Boletim Anoreg/SP on-line - São Paulo, 02/12/2008 - n. 71
 
Não há regularização fundiária sem a efetiva participação do registrador imobiliário

Eduardo Oliveira
Para Eduardo Oliveira, responsável pelo Registro de Imóveis de Iguape, não há regularização fundiária sem a efetiva participação do registrador imobiliário, por isso esse apoio da Câmara Registral ANOREG/SP para Regularização Fundiária é tão importante. “O registrador detém as informações sobre a situação jurídica das áreas que a União e os governos estaduais ou municipais visam regularizar, por isso é peça-chave no processo.”

“No estado de São Paulo, existe norma expressa determinando que os registradores se manifestem sobre o pedido de regularização, para posterior encaminhamento ao Ministério Público. Portanto, se estamos autorizados a participar das tratativas da regularização fundiária desde o nascedouro, podemos queimar etapas e até mesmo interagir com o Ministério Público para que o processo ocorra de forma transparente.”

Eduardo lembrou que o governo estadual implantou o projeto Cidade Legal, pelo qual as secretarias de governo, especialmente a de Meio Ambiente, ajudarão na regularização fundiária dos municípios paulistas conveniados.

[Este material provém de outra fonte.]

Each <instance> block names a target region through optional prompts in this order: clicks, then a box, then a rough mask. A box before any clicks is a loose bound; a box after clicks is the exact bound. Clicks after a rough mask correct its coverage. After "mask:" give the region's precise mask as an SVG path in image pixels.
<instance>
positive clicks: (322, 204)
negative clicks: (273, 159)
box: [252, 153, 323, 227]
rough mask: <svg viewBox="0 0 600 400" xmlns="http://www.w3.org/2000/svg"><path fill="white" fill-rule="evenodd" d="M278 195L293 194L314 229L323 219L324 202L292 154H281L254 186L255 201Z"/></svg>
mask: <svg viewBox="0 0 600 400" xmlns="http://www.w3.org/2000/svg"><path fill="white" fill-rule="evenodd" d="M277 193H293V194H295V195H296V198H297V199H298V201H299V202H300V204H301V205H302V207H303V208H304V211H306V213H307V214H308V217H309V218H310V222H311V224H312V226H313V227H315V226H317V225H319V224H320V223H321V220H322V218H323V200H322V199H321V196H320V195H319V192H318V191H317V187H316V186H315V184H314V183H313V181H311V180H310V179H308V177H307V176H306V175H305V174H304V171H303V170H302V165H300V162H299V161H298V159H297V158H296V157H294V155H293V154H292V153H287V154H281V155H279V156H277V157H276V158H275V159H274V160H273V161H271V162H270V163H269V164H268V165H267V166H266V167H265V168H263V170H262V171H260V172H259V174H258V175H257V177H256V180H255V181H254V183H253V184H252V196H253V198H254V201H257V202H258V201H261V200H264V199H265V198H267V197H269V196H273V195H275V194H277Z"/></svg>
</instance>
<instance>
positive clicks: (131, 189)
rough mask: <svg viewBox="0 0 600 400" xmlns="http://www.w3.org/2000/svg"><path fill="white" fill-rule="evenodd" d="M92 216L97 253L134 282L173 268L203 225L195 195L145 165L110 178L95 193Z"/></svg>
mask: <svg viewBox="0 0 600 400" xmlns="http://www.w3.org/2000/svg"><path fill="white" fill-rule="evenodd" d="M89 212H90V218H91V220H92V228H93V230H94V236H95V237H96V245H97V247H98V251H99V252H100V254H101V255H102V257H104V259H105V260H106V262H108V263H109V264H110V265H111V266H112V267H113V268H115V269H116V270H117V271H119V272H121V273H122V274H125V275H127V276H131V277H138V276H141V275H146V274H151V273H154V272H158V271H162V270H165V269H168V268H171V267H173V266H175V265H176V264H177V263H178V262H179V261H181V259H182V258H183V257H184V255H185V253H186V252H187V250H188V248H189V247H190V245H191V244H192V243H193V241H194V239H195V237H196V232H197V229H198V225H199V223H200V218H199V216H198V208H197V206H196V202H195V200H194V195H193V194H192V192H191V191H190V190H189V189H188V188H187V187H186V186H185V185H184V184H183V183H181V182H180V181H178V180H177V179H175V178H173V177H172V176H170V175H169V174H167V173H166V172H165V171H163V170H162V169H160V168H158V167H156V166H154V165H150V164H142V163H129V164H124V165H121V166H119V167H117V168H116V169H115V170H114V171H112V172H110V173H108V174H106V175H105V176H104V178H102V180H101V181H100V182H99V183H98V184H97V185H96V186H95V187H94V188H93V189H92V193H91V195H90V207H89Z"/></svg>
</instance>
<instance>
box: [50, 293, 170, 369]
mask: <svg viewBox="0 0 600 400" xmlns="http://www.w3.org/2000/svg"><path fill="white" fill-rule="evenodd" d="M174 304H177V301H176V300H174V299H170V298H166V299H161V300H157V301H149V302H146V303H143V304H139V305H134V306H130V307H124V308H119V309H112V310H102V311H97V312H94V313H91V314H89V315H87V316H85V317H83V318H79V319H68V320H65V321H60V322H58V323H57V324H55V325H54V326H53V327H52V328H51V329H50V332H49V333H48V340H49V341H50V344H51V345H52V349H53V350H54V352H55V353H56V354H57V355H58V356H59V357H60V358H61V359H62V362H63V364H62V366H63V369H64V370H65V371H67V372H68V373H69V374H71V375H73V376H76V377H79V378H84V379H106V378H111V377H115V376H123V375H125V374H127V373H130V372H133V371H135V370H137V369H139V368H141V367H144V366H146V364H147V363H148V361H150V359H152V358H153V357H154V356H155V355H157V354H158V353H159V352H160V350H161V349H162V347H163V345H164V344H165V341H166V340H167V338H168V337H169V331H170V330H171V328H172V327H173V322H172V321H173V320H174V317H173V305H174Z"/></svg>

“O projeto Cidade Legal criou o Comitê de Regularização Fundiária, que já foi objeto de decisão da Corregedoria Geral da Justiça, acolhendo sua legitimidade, mas determinando mais atenção dos promotores de Justiça a essas regularizações. Portanto, a idéia da Câmara Registral e a total participação dos registradores no processo da regularização fundiária são fundamentais para integrar todos os envolvidos no processo. Só assim os proprietários destituídos da segurança jurídica propiciada pelo registro poderão ter, com a regularização fundiária dos imóveis na área urbana e rural, acesso efetivo ao direito de propriedade com todos os benefícios dele decorrentes, como financiamento bancário para aquisição, financiamento para produção agrícola. etc.”

O Vale do Ribeira, região onde Eduardo Oliveira atua como registrador imobiliário, concentra enorme quantidade de terras devolutas não discriminadas ou sem a finalização do processo, o que segundo ele fragiliza o sistema registral.

“Há um anteprojeto de lei sendo gestado na Casa Civil para trazer ao mundo jurídico uma nova lei de terras devolutas, alinhada com as mais modernas políticas federais, especialmente o Estatuto das Cidades, a nova Lei de Demarcação de Terras Devolutas da União, etc. Temos de estar em total harmonia e parceria com o governo estadual e com os governos municipais para que possamos colaborar com a regularização fundiária e, assim, assegurar que ela tenha efetividade. A regularização fundiária tem de ser concebida para que possa ingressar no Registro de Imóveis e se tornar efetiva, uma vez que para o cidadão apenas o registro interessa para o reconhecimento jurídico de sua situação individual.”

“Temos muito a fazer e o trabalho do grupo será árduo. Temos de agir de forma coordenada, para que todos sigam a mesma orientação, sempre objetivando o registro público da regularização. Essa é a única forma de alcançar o possuidores de imóveis em áreas de loteamentos clandestinos e nas demais áreas com problemas fundiários.”